Politically Correct Punditry

The comment of newly-anointed editor of WINE magazine, Christian Eedes, that “the international acclaim Bordeaux-style red blend MR Mveme [sic] Raats De Compostella currently attracts might be due to the picture-perfect collaboration between a white and a black winemaker as much as wine quality” went down like a drol in the fermentation tank. This reported on his Gulp! blog the day it was revealed that another gastronomic guru, political pundit and motorcar maven David Bullard had been separated from his column for perceived racism.

Mvemve & Raats

But is the Christian contention true? Certainly the 93 point (out of 100) Wine Spectator rating for the De Compostella ’05 is no affirmative action statement as the Speccie rates their wines blind. And the observation that the previous vintage attracted the same stellar score, supports the inherent quality argument.

But that said, when wined and dined by the BBC last month on suitable subjects for an upcoming wine documentary, the director’s mantra “but is he black?” became quite tedious when I suggested winemakers with names like “Johan Kruger” and “Duncan Savage” worth featuring. Which confirms the point I think Mr. Eedes was making, that SA wine has an inescapable cultural context.

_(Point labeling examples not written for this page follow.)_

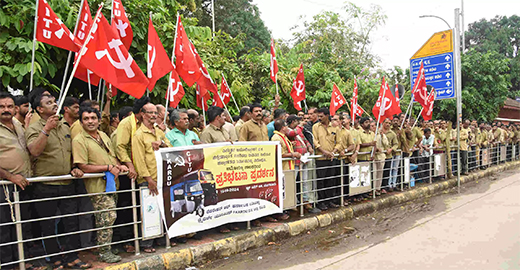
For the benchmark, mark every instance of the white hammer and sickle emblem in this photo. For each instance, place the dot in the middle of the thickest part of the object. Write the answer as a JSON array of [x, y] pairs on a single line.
[[299, 86], [124, 64], [151, 61]]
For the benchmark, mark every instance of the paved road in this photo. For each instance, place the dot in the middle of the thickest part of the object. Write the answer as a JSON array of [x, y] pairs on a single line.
[[476, 231]]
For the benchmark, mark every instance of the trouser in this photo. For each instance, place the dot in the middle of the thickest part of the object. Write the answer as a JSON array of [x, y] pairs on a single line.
[[378, 173], [48, 208], [386, 172], [104, 219], [302, 179], [464, 161], [394, 171], [124, 216], [327, 180], [472, 159], [143, 243], [86, 221]]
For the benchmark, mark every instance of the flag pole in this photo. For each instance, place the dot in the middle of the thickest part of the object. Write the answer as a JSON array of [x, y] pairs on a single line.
[[232, 96], [81, 52], [89, 86], [383, 107], [70, 52], [34, 44], [170, 77]]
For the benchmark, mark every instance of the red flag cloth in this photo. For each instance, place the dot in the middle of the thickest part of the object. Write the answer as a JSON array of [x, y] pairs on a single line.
[[428, 111], [121, 22], [158, 63], [225, 91], [355, 109], [106, 56], [175, 89], [397, 98], [185, 56], [217, 101], [386, 106], [200, 94], [298, 90], [51, 30], [274, 63], [84, 25], [336, 101], [420, 93]]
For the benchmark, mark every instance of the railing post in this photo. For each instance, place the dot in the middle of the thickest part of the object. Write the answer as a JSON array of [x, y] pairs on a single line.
[[341, 170], [19, 232], [134, 210], [301, 188]]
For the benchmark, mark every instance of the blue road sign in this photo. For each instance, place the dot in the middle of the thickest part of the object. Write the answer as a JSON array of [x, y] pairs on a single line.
[[438, 72]]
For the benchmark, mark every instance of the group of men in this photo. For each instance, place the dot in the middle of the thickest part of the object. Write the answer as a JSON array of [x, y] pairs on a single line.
[[121, 146]]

Yet another reason for tasting wines blind if you feel the urge to rate them. The debate still rages in the SA wine spitoon as to the merits of sighted versus blind tastings with increasingly bizarre arguments advanced in favour of Peek-a-Boo Pundity.

Like the recent one received via e-mail last week: “ratings generated on the basis of blind tastings are utterly impractical – 6000 wines tasted at a rate of 3 minutes per wine would equate to 12.5 consecutive 24-hour days of tasting.”

Quite why blind tastings should take longer than sighted ones (I would have thought the converse rather) is not explained but it is worth pointing out that spending 3 minutes per wine is hopelessly generous – last year a panel under UK wine god Jancis Robinson got through 151 Shirazes at the Trophy Wine Show – that’s over 7½ hours of back-to-back tasting with barely enough time to blow your nose in between glasses.

Of course everyone knows the real reason for Peek-a-boo Punditry: blind panels are sure to “get it wrong” with overpriced fashion statements assigned to the spittoons of the lowly rated and “also tasted” when assessed blind. Financial suicide for those publications depending on producer largesse and red faces all round for the pundits self-tasked with separating quality SA wine drops from the irretrievably ordinary.